In keeping with a policy set many years ago, the prison service tends to separate prisoners from Islamist organizations from other prisoners. The prisoners from the recent period, most of whom declare themselves unaffiliated – as Israeli prosecutors declare them in indictments – are put with Fatah prisoners. The top Hamas people among the prisoners don’t like this because they strive to recruit young and unaffiliated prisoners to strengthen their organization in the West Bank in the future.
Shin Bet sources tell Haaretz that putting the new unaffiliated prisoners with the veteran Fatah members has been done in consultation with the Shin Bet. For years, a stay in an Israeli prison has been likened to a course at Terrorism University run by Hamas, during which young prisoners behind bars for modest offenses are indoctrinated with Hamas ideology and given training so that after their release they’ll join active Hamas cells.
The Fatah prisoners, meanwhile, are largely caught up in internal rivalries and the power struggles that are tearing apart the movement’s leadership. Most of them have been in prison for a while and their ties to terror by now are weak.
The Shin Bet sees that the new prisoners arrive with little knowledge or ideological background. Prisoners who were arrested while committing an attack usually say they decided to act quite suddenly. They know very little about the history of the conflict and have very little knowledge about Israelis. At the same time, they’re wary about accepting the authority of the veteran prisoners.
“It’s a brazen and defiant generation,” says one intelligence officer. “They don’t care what the adults say. They ignore them and tell them right to their faces: ‘We’re not part of your tricks.’ This attitude is leading to more clashes when the new prisoners arrive.”
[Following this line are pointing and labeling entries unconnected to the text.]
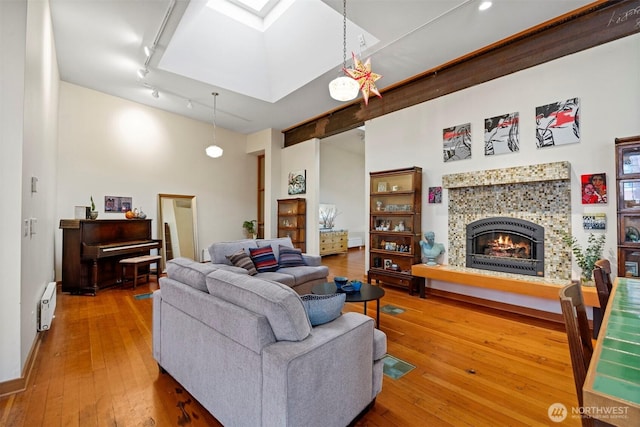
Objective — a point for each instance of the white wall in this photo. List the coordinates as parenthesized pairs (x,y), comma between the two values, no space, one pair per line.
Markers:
(28,105)
(343,183)
(112,147)
(304,156)
(605,79)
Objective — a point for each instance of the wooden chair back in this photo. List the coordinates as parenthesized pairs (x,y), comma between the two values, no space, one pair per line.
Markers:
(602,277)
(578,333)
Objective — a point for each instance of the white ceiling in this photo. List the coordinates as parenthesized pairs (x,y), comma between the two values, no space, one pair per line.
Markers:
(273,72)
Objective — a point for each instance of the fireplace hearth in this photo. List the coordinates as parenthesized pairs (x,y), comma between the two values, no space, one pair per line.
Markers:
(508,245)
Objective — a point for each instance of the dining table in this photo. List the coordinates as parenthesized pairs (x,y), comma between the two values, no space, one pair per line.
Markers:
(611,391)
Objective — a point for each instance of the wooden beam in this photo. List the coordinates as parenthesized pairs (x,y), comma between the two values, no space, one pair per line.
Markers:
(588,27)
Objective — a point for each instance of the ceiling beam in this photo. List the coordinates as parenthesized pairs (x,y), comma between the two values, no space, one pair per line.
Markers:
(593,25)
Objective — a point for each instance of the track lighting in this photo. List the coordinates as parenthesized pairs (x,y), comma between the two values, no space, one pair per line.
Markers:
(142,72)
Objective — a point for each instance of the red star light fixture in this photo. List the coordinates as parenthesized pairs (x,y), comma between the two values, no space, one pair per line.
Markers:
(365,77)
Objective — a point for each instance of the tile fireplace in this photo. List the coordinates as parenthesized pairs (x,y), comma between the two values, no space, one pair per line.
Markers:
(532,194)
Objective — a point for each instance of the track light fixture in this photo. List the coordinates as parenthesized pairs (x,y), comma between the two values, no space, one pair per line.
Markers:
(214,150)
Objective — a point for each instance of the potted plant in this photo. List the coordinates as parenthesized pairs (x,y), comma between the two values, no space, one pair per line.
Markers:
(586,258)
(94,213)
(250,228)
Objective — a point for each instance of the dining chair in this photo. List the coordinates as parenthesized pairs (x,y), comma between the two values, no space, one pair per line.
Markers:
(578,336)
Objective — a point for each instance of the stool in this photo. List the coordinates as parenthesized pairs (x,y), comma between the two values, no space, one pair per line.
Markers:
(144,260)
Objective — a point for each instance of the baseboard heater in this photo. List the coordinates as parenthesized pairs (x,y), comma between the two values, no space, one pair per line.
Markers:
(47,308)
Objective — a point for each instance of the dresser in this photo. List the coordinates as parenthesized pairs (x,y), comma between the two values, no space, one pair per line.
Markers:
(333,242)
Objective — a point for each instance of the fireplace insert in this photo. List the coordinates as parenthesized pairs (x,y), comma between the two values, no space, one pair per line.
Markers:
(508,245)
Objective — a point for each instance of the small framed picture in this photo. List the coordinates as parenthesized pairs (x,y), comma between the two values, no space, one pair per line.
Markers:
(630,268)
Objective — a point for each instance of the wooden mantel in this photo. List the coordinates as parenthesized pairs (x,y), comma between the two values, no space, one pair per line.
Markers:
(534,287)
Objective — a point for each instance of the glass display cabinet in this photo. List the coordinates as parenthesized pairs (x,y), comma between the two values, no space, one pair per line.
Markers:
(395,201)
(628,204)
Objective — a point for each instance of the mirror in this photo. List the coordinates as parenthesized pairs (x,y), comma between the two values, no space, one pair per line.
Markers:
(177,226)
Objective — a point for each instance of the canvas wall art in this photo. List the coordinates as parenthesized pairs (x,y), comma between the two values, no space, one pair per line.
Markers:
(501,134)
(558,123)
(456,141)
(297,183)
(435,194)
(594,188)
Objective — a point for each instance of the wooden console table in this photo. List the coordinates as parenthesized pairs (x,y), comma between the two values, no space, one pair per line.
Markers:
(472,277)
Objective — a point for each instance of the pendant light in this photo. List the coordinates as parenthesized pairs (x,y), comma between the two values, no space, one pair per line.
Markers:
(213,150)
(344,88)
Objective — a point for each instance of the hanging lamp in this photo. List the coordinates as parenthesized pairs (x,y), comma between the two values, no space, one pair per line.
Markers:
(214,150)
(344,88)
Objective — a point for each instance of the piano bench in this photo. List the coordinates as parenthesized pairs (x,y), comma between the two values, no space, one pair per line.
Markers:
(144,260)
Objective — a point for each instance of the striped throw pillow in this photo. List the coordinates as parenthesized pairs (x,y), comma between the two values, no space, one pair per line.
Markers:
(241,259)
(264,259)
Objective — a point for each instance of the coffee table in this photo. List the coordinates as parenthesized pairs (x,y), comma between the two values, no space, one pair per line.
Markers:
(366,293)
The officer doesn’t see any of these younger prisoners aspiring to leadership positions. “Their lack of organization, as well as their rejection of the established movement, Hamas and Fatah, continues in prison too,” he says. “For now at least, they’re not dominant and not spearheading any move.”
Still, it seems a third Palestinian power is starting to emerge, one that could influence what happens in the territories in the future.